The collection of stories tells stories without being judgmental, neither hailing nor downplaying either cultures. It picks a time in the life of someone who had landed in US by choice or otherwise.
Justice Shiva Ram Murthy
A retired judge stays with his son in America. His usual hangout is with another middle aged Indian in a particular Indian restaurant. On the blessed day of Christmas, as their usual hangout was closed, they land up  in a Mexican restaurant. After being entertained by a rude young punk and served beef when they were vegetarian, our learned retired judge was contemplating taking the establishment to courts. The whole fiasco was settled amicably with a simple apology from the restaurant.
Lakshmi and the librarian
A mid 40s homemaker befriends a mysterious librarian who finds passion in his books. Lakshmi, the protagonist, fearing the roving eyes of fellow Indians, finally picks up courage to coax the librarian who was dealing with a personal dilemma.
The valididity of love
Two strong minded desi girls, 20 something, whose priorities are different from people of one generation before their time, have to deal with the question of marriage, morality and chastity.
Bangles
A widow comes to America to stay with her son. She cannot fit into the family dynamics. She try to inculcate her kind of upbringing of her grandchildren with disastrous outcomes.
Karma
Two brothers who use to live together part ways. One is a successful physician while the other move from job to job as he cannot fit into the system. Back in India, he is a professor but managed to obtain a Green Card with disastrous outcome.

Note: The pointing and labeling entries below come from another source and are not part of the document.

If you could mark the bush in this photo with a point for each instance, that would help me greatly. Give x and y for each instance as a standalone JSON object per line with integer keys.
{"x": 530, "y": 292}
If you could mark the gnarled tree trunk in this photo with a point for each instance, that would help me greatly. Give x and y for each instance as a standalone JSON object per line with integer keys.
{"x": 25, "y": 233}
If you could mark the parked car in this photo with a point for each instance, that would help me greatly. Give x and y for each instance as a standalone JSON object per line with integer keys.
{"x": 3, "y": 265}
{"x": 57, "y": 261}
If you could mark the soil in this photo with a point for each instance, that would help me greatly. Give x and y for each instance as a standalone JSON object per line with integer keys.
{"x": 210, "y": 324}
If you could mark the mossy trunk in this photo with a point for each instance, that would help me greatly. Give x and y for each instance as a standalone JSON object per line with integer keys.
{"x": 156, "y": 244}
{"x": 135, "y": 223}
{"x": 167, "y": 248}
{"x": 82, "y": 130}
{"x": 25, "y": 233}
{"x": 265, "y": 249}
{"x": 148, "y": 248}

His wife starts job as a packing lady in a grocer. On his way to the employment office, he is side tacked to help an injured migratory bird. He goes out to help more injured birds as he thinks it is his karma to help them after injuring a bird in his childhood.
Devadasi
A 16 year old Desi girl, American in her thinking, and an American boy as boyfriend to complement has only the ability to dance the Bharatnatyam as her link to her Indianess, cuts a deal with her parents to learn the dance from a Master in Hyderabad if she were to follow her parents for a wedding in India. It was a time of religious unrest and she is humbled by the kind gesture of a Moslem boy when she is caught in a crossfire. An interesting discovery for me... while mostly told that the temple dancers were labelled as being married to temple deities and had to quench the desires of the priests, here we are told that it is untrue. The dancers, actually were quite powerful, having direct communications with royalties and people of power. The disgruntled individuals, unable to achieve their agenda spread lies.
Lord Krishna
A familiar story of coming of age and grappling with your beliefs and being ridiculed by the ignorant majority. Here, a teenage Hindu boy, becomes the butt of joke in a predominantly ignorant Christian Bible belt society. He is ashamed of his heritage and is thinking changing his name to suit to the society.

A good light read to illustrate that it is not necessarily 'no place like home' but rather 'any place can be home' if you make it!